Lisa Bondeson, I would say, is also one of my best friends. We got to know each other about one and a half year ago, when we started in the same class. The first time we met we wore working clothes and were at a home for the elderly, a summer job that both of us had.  I did not know by then that we would become such good friends. We have had our ups and downs, and we often talk about our interesting relationship. In a way, we are like siblings. We can be very honest and even sometimes mean to each other, but we know that we can count on each other as well and we most often have a great time together.    

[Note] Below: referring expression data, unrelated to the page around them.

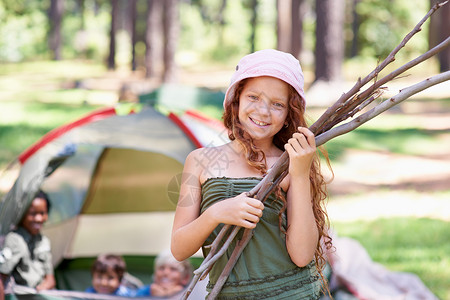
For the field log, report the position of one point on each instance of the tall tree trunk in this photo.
(297, 13)
(329, 48)
(133, 18)
(112, 35)
(170, 29)
(284, 25)
(55, 18)
(253, 23)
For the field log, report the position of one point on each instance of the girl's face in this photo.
(105, 282)
(263, 106)
(36, 216)
(169, 275)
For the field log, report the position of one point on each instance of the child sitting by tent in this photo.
(170, 277)
(26, 259)
(107, 274)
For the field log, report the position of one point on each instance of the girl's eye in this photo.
(278, 105)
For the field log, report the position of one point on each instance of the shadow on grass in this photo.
(410, 141)
(416, 245)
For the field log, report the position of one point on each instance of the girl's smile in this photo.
(263, 106)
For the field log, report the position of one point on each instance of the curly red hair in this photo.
(256, 158)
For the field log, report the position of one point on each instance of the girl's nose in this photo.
(263, 107)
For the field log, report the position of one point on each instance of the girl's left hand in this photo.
(301, 148)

I feel that I could write about many more persons being very important parts of my life, but nor do I have the time or fortitude, nor do I think you would have the fortitude to read it. I love you all, and I could not get by without you. None mentioned, none forgotten. I think that you know for yourself if you are a friend of mine.

Day 06 – Your day

My day started when the alarm rang 08.20. Anton took the bus before I did, since he got stressed by the pace I had preparing everything, I think. As usually, Mandus made me feel very slacky by greeting cheerfully on his way biking to school while I stood by the bus stop, waiting for the bus. The thing is, he has about three times the way to school that I have.

My first class was physical education, and then I ran at a treadmill for twenty minutes. The next class was biology two and a half hour later, and we sat counting grains of maize to study genetics...

After school I collected my contact lenses at Synoptik, and then I went to Hannah's home to have dinner with her. We ate tomato soup, toasted bread and mozzarella. From there we walked in the cold winter night to our choir. It was, as always, very fun and cozy. I have a really good feeling about the show we're doing in May.

I walked home (from the bus stop) gazing at the stars. Home to an empty house. Ate my second dinner.

The day passed by real quickly and was no different from every other day - except for the fact that I had very pleasant company for breakfast, that is.